Scarlett Johansson has developed her career playing driven, martial, otherworldly women. In Luc Besson’s Lucy (2014) she is a drug mule who is transformed into a superhuman with psychokinetic powers after being forced to ingest a massive amount of an experimental drug, and in Jonathan Glazer’s Under the Skin (2013) she gave a haunting performance as an alien hunting humans who suffers a personal crisis when she begins to identify with her prey. In each of these roles Johansson makes these eerie situations relatable, and in Ghost in the Shell, she does so again with skill, expressing the experience of being a wired living brain in a synthetic body that she cannot feel, a body enhanced with strength, skill and speed.
As Major Mira Killian, Johansson plays a woman transformed and questioning her identity as she experiences “glitches” which makes her see objects or animals that are not there. Her creator Dr. Ouelet (Juliette Binoche) tells her that these are echoes from her “ghost”, the original refugee woman who was almost killed in a terrorist attack, and whose wrecked body they harvested her brain from.
Major, as members of her team call her, feels an affinity for the robots that she takes down, such as in the aftermath of the first major action sequence, involving Weta Workshop’s brilliantly designed insectoid-like murderous geisha-bots (modeled on Rila Fukushima), when she pauses to consider one of the geisha robot’s cry for help. At the same time, she is registered as human by those around her, even though she is a product of the military industrial complex, whose body must be constantly maintained in a sophisticated lab. She has to take drugs that suppress her ghost’s memories so that she functions properly as a weapon for the special police force called Section 9 that targets cyberterrorists.
While Major struggles with the mystery of her memories, she and Batou (Pilou Asbaek), her lens-eyed partner, search for a hacker called the Puppet Master (Michael Pitt) who steals and hacks enhanced people’s memories. In the 1995 anime, one of the overarching themes was the question of who and what counts as human. The evolution of human-machine consciousness is hinted at in this version, but here, Major’s quest to fully understand the glitch-images and remember her original ghost is her main concern, and the mystery that she, Batou and the rest of Section 9 must solve is intertwined with her crisis.

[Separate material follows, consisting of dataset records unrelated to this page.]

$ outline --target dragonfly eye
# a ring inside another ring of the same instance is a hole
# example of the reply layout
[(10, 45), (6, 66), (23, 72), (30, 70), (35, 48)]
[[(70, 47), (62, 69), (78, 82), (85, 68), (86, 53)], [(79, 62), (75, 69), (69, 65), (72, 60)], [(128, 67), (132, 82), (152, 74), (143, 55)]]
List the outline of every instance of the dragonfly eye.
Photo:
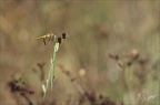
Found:
[(58, 42), (61, 43), (61, 38), (58, 38)]
[(62, 33), (62, 39), (66, 39), (66, 36), (67, 36), (67, 33)]

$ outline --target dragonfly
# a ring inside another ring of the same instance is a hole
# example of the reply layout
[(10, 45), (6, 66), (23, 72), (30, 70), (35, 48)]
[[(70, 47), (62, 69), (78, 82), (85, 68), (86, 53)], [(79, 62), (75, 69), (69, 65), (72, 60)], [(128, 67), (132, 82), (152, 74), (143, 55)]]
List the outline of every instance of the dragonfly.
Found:
[(61, 36), (57, 38), (57, 35), (54, 33), (49, 33), (49, 34), (46, 34), (46, 35), (41, 35), (41, 36), (38, 36), (36, 38), (36, 40), (43, 40), (43, 43), (46, 45), (46, 39), (48, 39), (48, 41), (51, 41), (53, 43), (59, 43), (61, 44), (63, 42), (64, 39), (68, 38), (68, 33), (62, 33)]

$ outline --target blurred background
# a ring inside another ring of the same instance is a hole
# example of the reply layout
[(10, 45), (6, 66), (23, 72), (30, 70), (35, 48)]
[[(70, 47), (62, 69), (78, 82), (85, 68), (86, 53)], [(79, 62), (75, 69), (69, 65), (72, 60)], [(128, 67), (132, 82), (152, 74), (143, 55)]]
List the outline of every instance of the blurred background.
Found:
[[(160, 105), (159, 7), (159, 0), (0, 0), (0, 104)], [(43, 99), (53, 43), (34, 39), (63, 32), (70, 36)]]

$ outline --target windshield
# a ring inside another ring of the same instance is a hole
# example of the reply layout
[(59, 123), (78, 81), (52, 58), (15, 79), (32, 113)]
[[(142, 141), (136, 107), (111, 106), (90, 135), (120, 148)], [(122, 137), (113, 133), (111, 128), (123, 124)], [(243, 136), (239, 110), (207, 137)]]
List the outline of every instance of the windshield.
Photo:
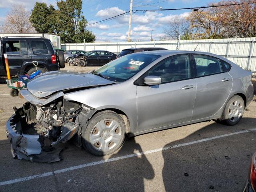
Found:
[(161, 56), (145, 54), (130, 54), (102, 66), (93, 73), (111, 81), (122, 82)]

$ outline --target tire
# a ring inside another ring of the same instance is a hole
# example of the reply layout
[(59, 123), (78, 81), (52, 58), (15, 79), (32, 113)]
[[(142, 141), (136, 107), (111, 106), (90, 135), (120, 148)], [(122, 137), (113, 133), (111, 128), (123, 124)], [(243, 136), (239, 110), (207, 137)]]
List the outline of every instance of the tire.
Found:
[(10, 90), (10, 95), (12, 97), (16, 97), (19, 95), (19, 90), (16, 89), (11, 89)]
[(126, 132), (124, 122), (118, 114), (100, 112), (89, 121), (85, 130), (82, 130), (83, 146), (97, 156), (111, 154), (122, 146)]
[(63, 51), (59, 51), (58, 52), (58, 57), (59, 58), (59, 64), (60, 68), (63, 69), (65, 68), (65, 58), (64, 58), (64, 53)]
[(72, 59), (72, 58), (71, 58), (71, 57), (69, 57), (66, 60), (66, 63), (68, 63), (70, 61), (70, 60), (71, 60)]
[(78, 65), (80, 67), (85, 67), (86, 65), (85, 61), (83, 60), (79, 60), (77, 62)]
[(227, 103), (219, 120), (224, 124), (234, 125), (240, 121), (244, 112), (244, 100), (240, 96), (235, 95)]
[[(42, 68), (41, 68), (40, 67), (38, 67), (37, 68), (37, 70), (40, 70), (41, 71), (41, 73), (45, 73), (46, 72), (47, 72), (47, 71), (46, 71), (45, 69), (43, 69)], [(34, 67), (33, 68), (32, 68), (30, 69), (29, 70), (28, 70), (28, 75), (31, 75), (33, 73), (34, 73), (34, 72), (36, 72), (36, 68), (35, 67)]]

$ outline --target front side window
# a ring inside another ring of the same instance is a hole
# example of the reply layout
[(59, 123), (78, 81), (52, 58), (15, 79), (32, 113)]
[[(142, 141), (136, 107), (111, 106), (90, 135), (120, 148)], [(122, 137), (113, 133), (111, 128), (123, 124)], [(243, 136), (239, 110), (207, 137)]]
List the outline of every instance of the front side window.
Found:
[(48, 54), (48, 49), (44, 41), (33, 40), (31, 41), (33, 52), (35, 55)]
[(189, 79), (190, 66), (188, 55), (168, 58), (149, 70), (145, 75), (144, 77), (149, 76), (160, 77), (161, 84)]
[(222, 72), (221, 64), (218, 59), (202, 55), (194, 55), (194, 56), (198, 77)]
[(122, 82), (161, 56), (143, 54), (126, 55), (102, 66), (95, 70), (93, 74), (111, 81)]
[(106, 52), (105, 51), (102, 51), (100, 53), (102, 56), (108, 56), (109, 54), (108, 52)]
[(26, 41), (8, 41), (6, 43), (6, 53), (9, 55), (28, 54)]

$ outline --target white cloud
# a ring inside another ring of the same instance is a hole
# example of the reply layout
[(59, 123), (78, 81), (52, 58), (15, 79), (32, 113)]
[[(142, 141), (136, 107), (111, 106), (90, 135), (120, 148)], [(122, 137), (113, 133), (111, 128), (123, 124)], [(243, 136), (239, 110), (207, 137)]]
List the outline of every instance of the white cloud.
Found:
[(120, 37), (115, 37), (113, 38), (113, 39), (116, 40), (126, 40), (127, 39), (127, 36), (125, 35), (122, 35)]
[(56, 5), (55, 0), (0, 0), (0, 8), (10, 8), (12, 5), (21, 4), (30, 10), (34, 7), (36, 2), (44, 2), (48, 5), (50, 4)]
[(122, 34), (120, 33), (106, 33), (106, 32), (103, 32), (100, 34), (100, 35), (106, 35), (108, 36), (109, 37), (119, 37), (122, 36), (123, 35)]
[(160, 17), (158, 18), (158, 21), (159, 23), (162, 24), (167, 24), (173, 19), (174, 17), (177, 16), (180, 16), (181, 17), (185, 17), (188, 16), (189, 13), (188, 12), (185, 12), (183, 13), (180, 14), (179, 15), (168, 15), (164, 17)]
[(145, 25), (138, 25), (136, 27), (134, 27), (132, 30), (134, 31), (151, 31), (152, 30), (150, 27)]
[(92, 24), (92, 25), (89, 25), (89, 26), (86, 26), (87, 28), (96, 28), (96, 29), (99, 29), (100, 30), (108, 30), (109, 29), (109, 26), (108, 25), (105, 25), (104, 24), (99, 24), (98, 23), (96, 23), (95, 24), (92, 24), (97, 21), (92, 20), (89, 21), (87, 23), (87, 25), (90, 25)]

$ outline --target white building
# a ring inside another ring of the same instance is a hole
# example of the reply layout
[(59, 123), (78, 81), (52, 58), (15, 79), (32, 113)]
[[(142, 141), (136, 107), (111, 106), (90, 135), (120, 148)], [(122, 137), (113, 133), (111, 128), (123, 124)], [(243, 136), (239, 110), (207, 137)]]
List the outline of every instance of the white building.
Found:
[(10, 36), (34, 36), (38, 37), (44, 37), (50, 39), (54, 48), (60, 49), (60, 36), (55, 34), (50, 33), (0, 33), (0, 37)]

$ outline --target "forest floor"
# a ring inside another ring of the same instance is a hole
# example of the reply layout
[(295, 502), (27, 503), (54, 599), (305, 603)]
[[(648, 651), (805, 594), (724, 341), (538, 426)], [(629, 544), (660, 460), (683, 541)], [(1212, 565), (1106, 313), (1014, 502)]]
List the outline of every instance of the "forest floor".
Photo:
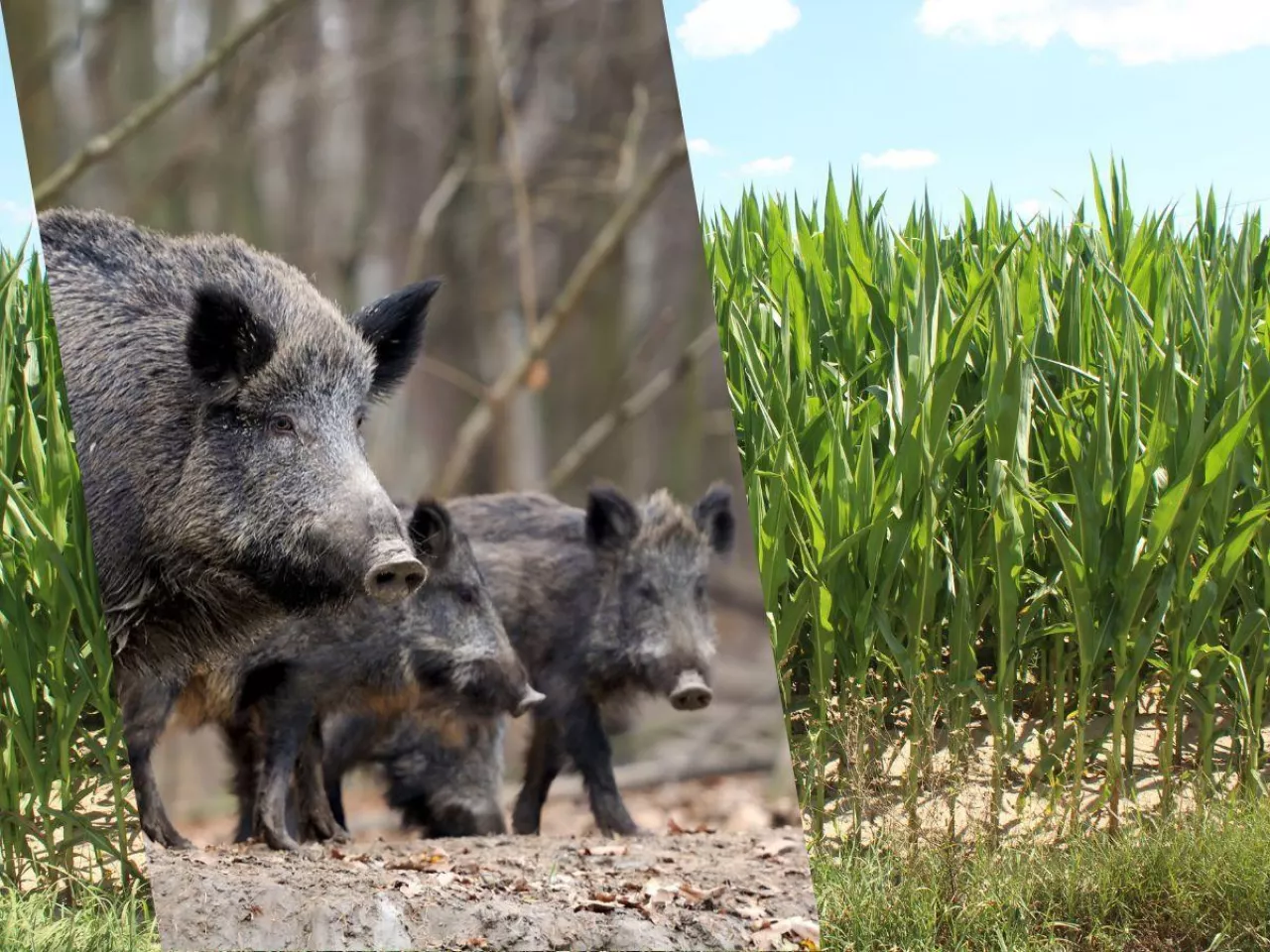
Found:
[[(561, 778), (565, 781), (566, 778)], [(149, 849), (164, 949), (795, 949), (819, 928), (792, 803), (767, 776), (626, 793), (653, 835), (603, 839), (561, 784), (541, 836), (419, 839), (351, 790), (352, 842)]]

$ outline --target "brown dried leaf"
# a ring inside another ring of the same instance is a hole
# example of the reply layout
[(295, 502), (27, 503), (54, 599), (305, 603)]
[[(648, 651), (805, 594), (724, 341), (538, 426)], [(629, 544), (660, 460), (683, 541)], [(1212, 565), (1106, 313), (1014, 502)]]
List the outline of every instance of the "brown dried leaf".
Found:
[(405, 859), (392, 859), (385, 868), (411, 869), (414, 872), (450, 872), (450, 854), (443, 849), (432, 849), (424, 853), (415, 853)]
[(578, 850), (578, 856), (626, 856), (630, 852), (630, 847), (625, 843), (606, 843), (594, 847), (583, 847)]
[(765, 843), (754, 850), (754, 856), (759, 859), (771, 859), (773, 857), (789, 853), (791, 849), (798, 849), (798, 843), (792, 843), (787, 839), (775, 840), (772, 843)]
[(801, 915), (776, 922), (759, 922), (756, 925), (759, 928), (751, 934), (754, 948), (776, 949), (784, 944), (786, 938), (809, 952), (815, 952), (820, 947), (820, 924)]
[(693, 886), (691, 882), (679, 883), (679, 895), (686, 900), (696, 905), (697, 902), (706, 902), (712, 899), (719, 899), (726, 890), (726, 886), (715, 886), (712, 890), (704, 890)]
[(547, 362), (538, 358), (530, 364), (530, 369), (525, 374), (525, 388), (537, 392), (546, 387), (551, 382), (551, 371), (547, 367)]
[(392, 883), (392, 889), (398, 890), (406, 899), (423, 895), (423, 883), (411, 880), (396, 880)]
[(588, 913), (615, 913), (617, 911), (616, 902), (602, 902), (598, 899), (587, 899), (573, 908), (573, 911), (588, 911)]

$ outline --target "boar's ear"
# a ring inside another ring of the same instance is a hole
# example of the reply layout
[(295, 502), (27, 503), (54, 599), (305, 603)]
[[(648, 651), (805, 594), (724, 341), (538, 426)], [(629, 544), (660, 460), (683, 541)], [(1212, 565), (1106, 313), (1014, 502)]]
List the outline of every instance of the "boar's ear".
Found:
[(706, 490), (692, 506), (692, 519), (715, 552), (732, 550), (737, 538), (737, 518), (732, 514), (732, 490), (725, 484), (715, 482)]
[(194, 310), (185, 329), (185, 359), (210, 387), (241, 385), (264, 367), (278, 343), (246, 301), (232, 291), (204, 286), (194, 292)]
[(639, 534), (639, 512), (612, 486), (594, 486), (587, 494), (587, 545), (616, 552)]
[(414, 366), (428, 305), (439, 288), (434, 278), (408, 284), (353, 315), (354, 326), (375, 348), (372, 397), (386, 396)]
[(438, 569), (455, 547), (455, 527), (450, 510), (434, 499), (420, 499), (410, 514), (410, 543), (414, 553), (429, 569)]

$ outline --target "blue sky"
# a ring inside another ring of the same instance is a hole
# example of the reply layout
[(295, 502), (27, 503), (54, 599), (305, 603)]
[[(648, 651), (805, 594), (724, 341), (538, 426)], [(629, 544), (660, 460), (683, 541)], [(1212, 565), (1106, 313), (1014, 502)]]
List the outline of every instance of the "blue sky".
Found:
[[(1062, 212), (1114, 150), (1134, 206), (1213, 185), (1270, 199), (1266, 0), (664, 0), (693, 182), (820, 198), (828, 168), (930, 190), (947, 220), (989, 184)], [(1064, 198), (1059, 198), (1060, 193)]]
[[(0, 248), (17, 251), (33, 221), (34, 202), (18, 118), (18, 96), (9, 66), (9, 41), (0, 20)], [(32, 228), (32, 244), (34, 240)]]

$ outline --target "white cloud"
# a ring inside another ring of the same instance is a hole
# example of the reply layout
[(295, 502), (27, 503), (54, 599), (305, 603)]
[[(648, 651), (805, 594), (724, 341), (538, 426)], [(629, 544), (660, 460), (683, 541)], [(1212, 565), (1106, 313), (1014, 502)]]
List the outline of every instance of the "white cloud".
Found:
[(1126, 66), (1270, 46), (1265, 0), (922, 0), (930, 36), (1038, 50), (1066, 37)]
[(742, 175), (785, 175), (794, 168), (794, 156), (782, 155), (780, 159), (754, 159), (740, 166)]
[(745, 56), (792, 29), (803, 14), (794, 0), (701, 0), (683, 15), (674, 36), (688, 56)]
[(29, 227), (32, 230), (32, 240), (34, 240), (37, 220), (36, 207), (33, 204), (13, 202), (8, 198), (3, 198), (0, 199), (0, 216), (4, 216), (6, 221), (13, 222), (20, 228)]
[(907, 171), (909, 169), (928, 169), (939, 160), (939, 155), (930, 149), (888, 149), (880, 155), (865, 152), (860, 156), (860, 168)]
[(1049, 206), (1041, 202), (1039, 198), (1025, 198), (1022, 202), (1019, 202), (1015, 206), (1015, 215), (1026, 221), (1027, 218), (1031, 218), (1034, 215), (1040, 215), (1046, 208), (1049, 208)]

The cityscape of the fictional futuristic international Port City, is beautifully rendered by Atomic Fiction and MPC Montreal, with technicolor lights blinking off of stained surfaces and massive, pixelated holograms hovering over dusty streets, alleys and shops that look lived-in and used. Major falls through the hazy air of this landscape, busting through windows in the pale custom-designed bodysuit that hugs her form, displaying the kinetic beauty of Scarlett Johansson’s digitally enhanced body as she jumps, runs and kicks her way through adversaries. Overall the filmmakers nicely reproduced the look of each of the characters’ animated version, including visual cues from other iterations of the franchise.
Takeshi “Beat” Kitano uses his brief screen time to the fullest as Chief Aramaki and gets to really let loose in one great scene. Togusa (Chin Han — read interview here), Ladriya (Danusia Samal) and Ishikawa (Lasarus Ratuere) are established early on as a part of Major’s team, but don’t get enough screen time to develop their characters. This is because ultimately the narrative focuses on Major’s search for and interactions with Kuze the Puppet Master and her attempts to convince herself that her suppressed memories don’t matter.
But her memories do matter and after spending enough time with Kuze, much like in Johansson’s other sci-fi roles, Major realizes she must come to violent terms with her transformation and her double identity. When the corporation that designed your synthetic body decides that they don’t want you to know yourself, that means you’ll have to fight a spider tank — with your bare hands.